PORTRAIT / TEMOIGNAGE

Je m'appelle Audrey, j'ai 35 ans et j'étais infirmière aux Urgences...

"Je m'appelle Audrey, j'ai 35 ans et je suis infirmière"... C'est sous cet intitulé que débute le témoignage de cette infirmière "urgentiste" sur la page facebook "motsdurgentistes". Un témoignage qui rappelle que les soignants ne sont ni des surhommes capable de tout encaisser, ni des machines sans émotions ni états d'âme et qui finit ainsi "Je m'appelle Audrey, j'ai 35 ans et j'étais infirmière aux Urgences".

infirmière, urgences, course

Audrey le déplore et le dénonce : "Nous ne pouvons pas rajouter du temps à nos journées, mais nous pourrions être plus nombreux pour les affronter".

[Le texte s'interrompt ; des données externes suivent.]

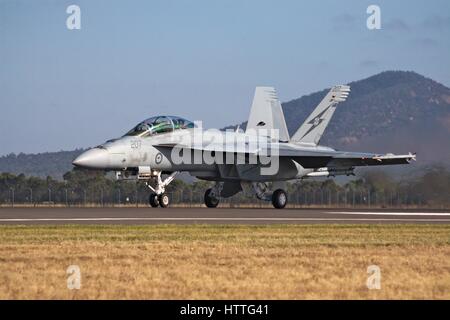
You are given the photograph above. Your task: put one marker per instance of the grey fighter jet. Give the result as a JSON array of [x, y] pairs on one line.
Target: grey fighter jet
[[258, 161]]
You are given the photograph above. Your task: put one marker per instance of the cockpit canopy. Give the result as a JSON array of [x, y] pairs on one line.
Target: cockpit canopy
[[158, 125]]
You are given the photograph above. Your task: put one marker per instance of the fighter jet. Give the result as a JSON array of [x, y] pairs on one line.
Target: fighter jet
[[258, 162]]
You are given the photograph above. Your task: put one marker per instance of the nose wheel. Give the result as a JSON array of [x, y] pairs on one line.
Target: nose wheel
[[210, 200], [279, 199], [153, 200], [158, 197], [163, 200]]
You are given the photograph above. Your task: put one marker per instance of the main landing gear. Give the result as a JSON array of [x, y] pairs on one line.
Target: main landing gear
[[278, 198], [158, 197]]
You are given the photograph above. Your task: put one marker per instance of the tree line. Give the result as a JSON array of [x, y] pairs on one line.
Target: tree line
[[431, 188]]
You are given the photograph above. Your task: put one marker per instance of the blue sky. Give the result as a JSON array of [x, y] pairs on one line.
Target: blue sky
[[62, 89]]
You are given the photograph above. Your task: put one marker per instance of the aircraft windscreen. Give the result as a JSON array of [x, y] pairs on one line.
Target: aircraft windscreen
[[158, 125]]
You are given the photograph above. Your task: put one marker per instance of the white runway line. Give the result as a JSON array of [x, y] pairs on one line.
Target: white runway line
[[215, 219], [376, 213]]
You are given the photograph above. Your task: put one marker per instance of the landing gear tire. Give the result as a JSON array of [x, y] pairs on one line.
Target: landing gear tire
[[153, 200], [210, 201], [163, 200], [279, 199]]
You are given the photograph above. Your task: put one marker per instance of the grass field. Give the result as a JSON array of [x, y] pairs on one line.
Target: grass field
[[235, 262]]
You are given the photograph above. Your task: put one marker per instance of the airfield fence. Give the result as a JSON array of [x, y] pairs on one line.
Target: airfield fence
[[139, 198]]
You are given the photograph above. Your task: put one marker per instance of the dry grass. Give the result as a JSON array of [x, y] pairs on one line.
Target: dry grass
[[235, 262]]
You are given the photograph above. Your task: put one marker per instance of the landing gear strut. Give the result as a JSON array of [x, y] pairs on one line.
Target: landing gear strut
[[210, 200], [158, 197], [212, 195], [153, 200]]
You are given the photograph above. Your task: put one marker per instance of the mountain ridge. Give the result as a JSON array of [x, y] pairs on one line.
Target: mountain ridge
[[392, 111]]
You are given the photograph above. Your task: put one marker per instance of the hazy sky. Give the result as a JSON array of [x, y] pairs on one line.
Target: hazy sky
[[61, 89]]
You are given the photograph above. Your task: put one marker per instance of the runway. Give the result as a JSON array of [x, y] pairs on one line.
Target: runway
[[136, 216]]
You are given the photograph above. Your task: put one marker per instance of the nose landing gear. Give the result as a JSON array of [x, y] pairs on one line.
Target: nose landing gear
[[211, 201], [158, 197]]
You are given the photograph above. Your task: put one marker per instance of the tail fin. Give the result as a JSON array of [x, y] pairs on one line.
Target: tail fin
[[266, 113], [312, 129]]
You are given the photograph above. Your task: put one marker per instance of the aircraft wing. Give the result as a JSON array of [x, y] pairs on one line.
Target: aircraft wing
[[310, 158]]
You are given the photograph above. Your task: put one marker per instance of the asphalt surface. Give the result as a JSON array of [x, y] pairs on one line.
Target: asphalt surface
[[134, 216]]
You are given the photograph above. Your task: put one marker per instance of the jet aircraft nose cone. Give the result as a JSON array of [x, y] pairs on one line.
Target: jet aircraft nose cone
[[94, 158]]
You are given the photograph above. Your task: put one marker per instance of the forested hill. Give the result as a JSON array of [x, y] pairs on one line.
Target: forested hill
[[393, 111], [53, 164]]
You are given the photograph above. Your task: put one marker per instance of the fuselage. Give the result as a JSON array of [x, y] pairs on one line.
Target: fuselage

Depuis 14 ans mes sabots font "clac clac" dans les couloirs de l'hôpital. Service Maternité, puis Réanimation et enfin en 2014, les Urgences. Pour moi devenir infirmière était plus un choix qu'une vocation, ce qui ne m'empêche pas d'aimer mon métier et d'en être fière.

Plaisanter avec les personnes âgées, apaiser les patients stressés, soulager les blessés et parfois réanimer ceux qu'il faut sauver, c'est ça mon quotidien. Leur permettre de conserver leur dignité et leur autonomie tout en étant soigné, c'est ça mon métier.

Soigner ne signifie pas seulement administrer le bon médicament, c'est aussi prendre le temps d'écouter, de rassurer et d'informer. Malheureusement, par manque de temps, cela passe souvent au second plan et tout le monde en pâtit.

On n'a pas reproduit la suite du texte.